In the Transport Select Committee's evidence
session on 19 October 2005 the Committee asked Mr Rob Holden about
the National Audit Office Report of 21 July 2005 which suggested
that, as already noted in 1998 and dependent on growth of passenger
numbers, London and Continental Railways (LCR) may require a public
contribution of £260 million towards the running of the CTRL
until 2051.
The Committee also asked about the arrangements
for commercial development of the route of the CTRL, and in particular
about the lands at Stratford. These are, by and large, unrelated
issues.
The National Audit Office report Progress
on the Channel Tunnel Rail Link published on 21 July 2005
stated that, since the opening of Section 1 of the CTRL, demand
for Eurostar has grown rapidly, but passenger revenues remain
below the original forecasts. The report notes that as a result
of the shortfall in passenger revenue the Department for Transport
expects to lend LCR about £260 million to cover the shortfall
between cash requirements and income through to 2051. Despite
the worse than expected revenue forecasts, the expected loan is
still around the amount estimated in 1998 because LCR successfully
secured savings by reducing the cost of interest on its debt.
As part of the agreement for construction of
CTRL LCR have a lease on the track itself and the commercial opportunities
created along the route. These include developments which are
now underway at King's Cross, Stratford and Ebbsfleet. One of
the major benefits from the CTRL is that it is stimulating regeneration
along its route, particularly in key growth areas.

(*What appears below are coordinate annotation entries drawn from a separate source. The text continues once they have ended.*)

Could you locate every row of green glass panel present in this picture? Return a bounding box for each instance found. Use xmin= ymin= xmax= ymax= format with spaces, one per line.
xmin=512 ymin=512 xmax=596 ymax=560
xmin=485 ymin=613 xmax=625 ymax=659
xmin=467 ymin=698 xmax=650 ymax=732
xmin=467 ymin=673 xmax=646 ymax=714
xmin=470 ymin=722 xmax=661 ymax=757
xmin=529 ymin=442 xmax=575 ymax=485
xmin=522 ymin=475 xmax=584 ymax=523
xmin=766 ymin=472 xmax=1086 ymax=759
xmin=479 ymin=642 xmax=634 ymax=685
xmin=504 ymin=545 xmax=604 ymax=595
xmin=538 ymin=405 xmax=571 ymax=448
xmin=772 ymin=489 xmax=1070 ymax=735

In the Stratford area the agreement for construction
of CTRL included the transfer of the freehold of former rail land
presently owned by the Secretary of State for Transport to LCR.
This transfer will take place no later than two years after the
railway becomes operational. This land has been used for construction
purposes during the building of the CTRL and Stratford International
Station.
It is also the site of the planned Stratford
City Development and adjacent to the site of the Olympic Park.
LCR and a consortium of developers (the Stratford City Development
Partnership) intend to develop this land into a mixed retail,
residential and business development, and outline planning permission
was granted by LB Newham in February 2005.
The Olympic plans require that parts of the
Olympic park are located on the Stratford City site, including
the Olympic Village. A heads of terms agreement was signed by
LCR and the London Development Agency (LDA) in May 2004 before
the London Olympic Bid was submitted to the IOC in November 2004.
Under the terms of the agreement to construct
the railway, any proceeds arising from the development of this
land will be shared with the Department for Transport. The proceeds
arising from the development will be used to offset the cost of
building the railway.
As the Committee is aware, negotiations were
recently concluded between LCR, the Stratford City Development
Partnership and the London Development Agency. The aim of these
talks was to unify and integrate the Stratford City Development
and the Olympic Park to obtain the maximum benefit for the Stratford
area from both. Amongst other things the agreement resolves the
questions over the use of Compulsory Purchase Powers over the
land and protects the public interest in the completion of CTRL
and subsequent development of the railway lands.